You can disable transforms via `HeadroomConfig` in [`headroom/config.py`](https://github.com/chopratejas/headroom/blob/main/headroom/config.py). Instantiate the configuration class, set the specific transform's enabled flag to `False` (e.g., `cfg.cache_aligner.enabled = False`), and pass the config to `TransformPipeline(config=cfg)`. Alternatively, construct a custom pipeline by calling `_build_default_transforms()`, filtering out unwanted transforms, and passing the filtered list to the `TransformPipeline` constructor.

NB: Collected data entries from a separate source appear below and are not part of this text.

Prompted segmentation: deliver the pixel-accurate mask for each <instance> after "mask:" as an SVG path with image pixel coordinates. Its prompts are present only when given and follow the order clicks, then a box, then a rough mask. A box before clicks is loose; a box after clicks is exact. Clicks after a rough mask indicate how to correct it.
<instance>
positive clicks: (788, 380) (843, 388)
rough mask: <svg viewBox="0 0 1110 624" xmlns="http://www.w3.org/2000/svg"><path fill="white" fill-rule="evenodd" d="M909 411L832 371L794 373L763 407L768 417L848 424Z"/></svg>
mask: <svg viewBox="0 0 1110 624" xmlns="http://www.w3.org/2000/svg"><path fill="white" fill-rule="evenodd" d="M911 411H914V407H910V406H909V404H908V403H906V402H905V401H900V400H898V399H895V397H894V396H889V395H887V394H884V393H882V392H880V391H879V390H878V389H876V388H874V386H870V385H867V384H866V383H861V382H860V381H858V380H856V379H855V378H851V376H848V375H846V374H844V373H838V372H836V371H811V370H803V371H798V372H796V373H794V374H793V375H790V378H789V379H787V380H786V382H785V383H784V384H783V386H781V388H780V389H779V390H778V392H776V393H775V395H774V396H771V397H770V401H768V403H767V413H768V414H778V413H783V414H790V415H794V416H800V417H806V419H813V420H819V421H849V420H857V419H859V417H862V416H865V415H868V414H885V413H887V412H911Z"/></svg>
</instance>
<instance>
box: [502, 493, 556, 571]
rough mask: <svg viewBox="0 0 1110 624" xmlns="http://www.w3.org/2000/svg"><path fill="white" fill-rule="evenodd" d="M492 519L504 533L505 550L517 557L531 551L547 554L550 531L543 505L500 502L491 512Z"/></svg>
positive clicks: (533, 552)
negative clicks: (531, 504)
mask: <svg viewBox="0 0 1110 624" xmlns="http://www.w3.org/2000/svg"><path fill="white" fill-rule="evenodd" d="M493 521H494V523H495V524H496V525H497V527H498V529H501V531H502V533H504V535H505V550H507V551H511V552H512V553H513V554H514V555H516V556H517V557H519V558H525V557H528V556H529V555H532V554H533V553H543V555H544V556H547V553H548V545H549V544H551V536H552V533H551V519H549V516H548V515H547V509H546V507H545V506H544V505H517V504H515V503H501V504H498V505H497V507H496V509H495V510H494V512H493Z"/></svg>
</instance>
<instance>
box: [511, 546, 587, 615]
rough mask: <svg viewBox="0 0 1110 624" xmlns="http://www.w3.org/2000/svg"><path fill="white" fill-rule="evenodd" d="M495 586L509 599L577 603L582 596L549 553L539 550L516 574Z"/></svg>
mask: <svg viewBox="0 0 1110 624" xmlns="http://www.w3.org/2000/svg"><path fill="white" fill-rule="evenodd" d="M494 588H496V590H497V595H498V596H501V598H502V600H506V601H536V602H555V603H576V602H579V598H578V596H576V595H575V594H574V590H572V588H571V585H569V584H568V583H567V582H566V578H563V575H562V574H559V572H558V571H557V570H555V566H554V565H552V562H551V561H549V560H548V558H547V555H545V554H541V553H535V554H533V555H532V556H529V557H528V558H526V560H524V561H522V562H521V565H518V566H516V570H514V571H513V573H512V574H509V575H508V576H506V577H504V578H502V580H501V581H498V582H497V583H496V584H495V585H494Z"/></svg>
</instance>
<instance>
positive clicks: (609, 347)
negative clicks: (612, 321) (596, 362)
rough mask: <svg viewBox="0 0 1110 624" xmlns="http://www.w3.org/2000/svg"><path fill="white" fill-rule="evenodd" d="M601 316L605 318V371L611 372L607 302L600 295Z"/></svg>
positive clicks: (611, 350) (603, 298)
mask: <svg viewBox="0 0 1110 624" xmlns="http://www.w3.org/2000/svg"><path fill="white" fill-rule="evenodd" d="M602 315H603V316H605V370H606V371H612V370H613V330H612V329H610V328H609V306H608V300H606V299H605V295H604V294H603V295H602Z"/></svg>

### Can I insert a custom transform between existing default transforms?

Yes. When constructing the pipeline, expand `_build_default_transforms()` into a list, insert your custom transform at the desired index position, and pass the modified list to the `TransformPipeline` constructor. Since transforms execute sequentially and may depend on prior normalization (e.g., Cache Aligner should precede Content Router), ensure your insertion point respects these dependencies.

### What is the purpose of CCR markers in the SmartCrusher?

**CCR markers** (`<<ccr:HASH …>>`) are placeholders emitted by `SmartCrusher` when it removes rows from JSON arrays during compression. These markers reference the original payload stored in the short-lived `compression_store` ([`headroom/cache/compression_store.py`](https://github.com/chopratejas/headroom/blob/main/headroom/cache/compression_store.py)). If the LLM response requests the compressed data, Headroom can retrieve the original rows from the cache and inject them back into the conversation, ensuring no information is permanently lost during aggressive compression.